Elma ne comprenait pas pourquoi elle se sentait soulagée d’entendre ces mots. Un peu plus encouragée, elle se découvrit le visage. Les doigts désormais crispés sur ses jambes dénudées, elle rassembla le peu de courage qui lui restait.
— Il me disait que je lui appartenais. Il m’enfermait dans la grange avec les rats, il disait que c’était pour me dresser et apprendre l’obéissance. Je vivais dans la peur, dans le noir, je redoutais toujours quand la porte s’ouvrait. Quand il apparaissait, c’était chaque fois pour… pour…
Des larmes lui brûlèrent les yeux. Alarmée, Elma baissa le regard.
— Les hommes sont tous les mêmes ! explosa-t-elle.

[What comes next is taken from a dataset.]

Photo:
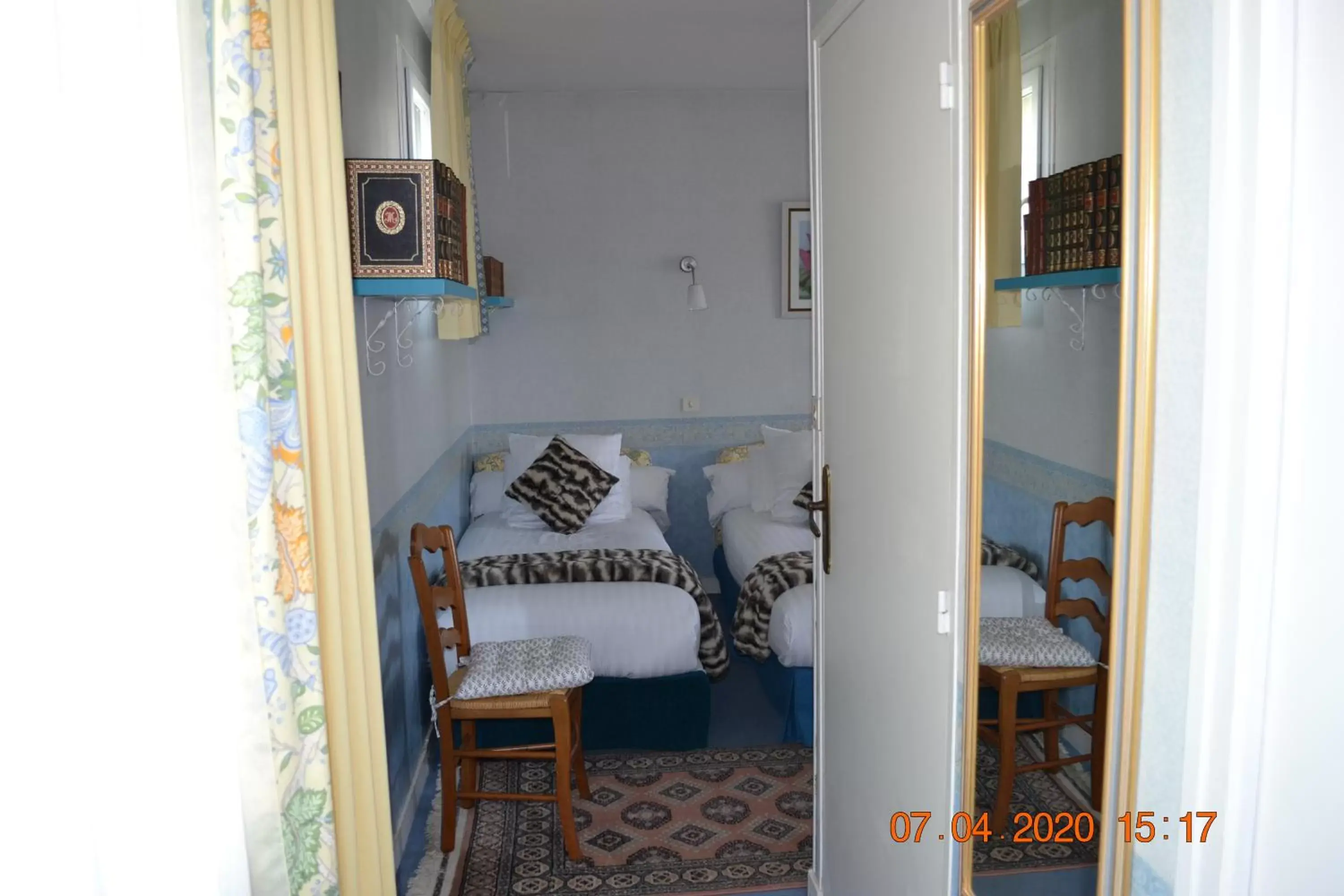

Que ce soit lui ou les bandits, quelle différence ? L’argent ? Illusion ! Quand les pillards ont attaqué et ont tout brûlé, je suis sortie des flammes en pensant qu’ils seraient forcément différents de ces riches peu scrupuleux ! Ils m’ont regardée, ils ont eu les mêmes gestes et les mêmes paroles que mon beau-père !
Elma manqua de défaillir lorsque la sensation brûlante de leurs doigts serrés autour de sa mâchoire pour l’examiner en détail picota sa peau comme s’ils étaient là, devant elle.
Une attaque de panique la saisit, lorsqu’elle revit ces hommes passer à l’acte après avoir posé leurs mains à leur ceinture. Leurs doigts sales jouant sur son corps meurtri. Leurs regards lubriques la défiant de leur résister. Leurs langues s’insinuant sur la moindre parcelle de sa peau, jusque dans les recoins les plus sensibles, lui arrachant des cris de terreur et de douleur. Et leur brutalité, leurs mains l’obligeant à se soumettre.
Le doute s’insinua en elle. Son hôte était un homme. Était-il si différent des autres qu’il cherchait à le faire croire ?
Soudain apeurée, elle saisit vivement le poignard pour le jeter au visage du Mage. L’arme se figea dans les airs avant de l’atteindre. Elma trembla, effrayée par sa perte de contrôle. Les larmes ruisselèrent sur ses joues et elle s’effondra.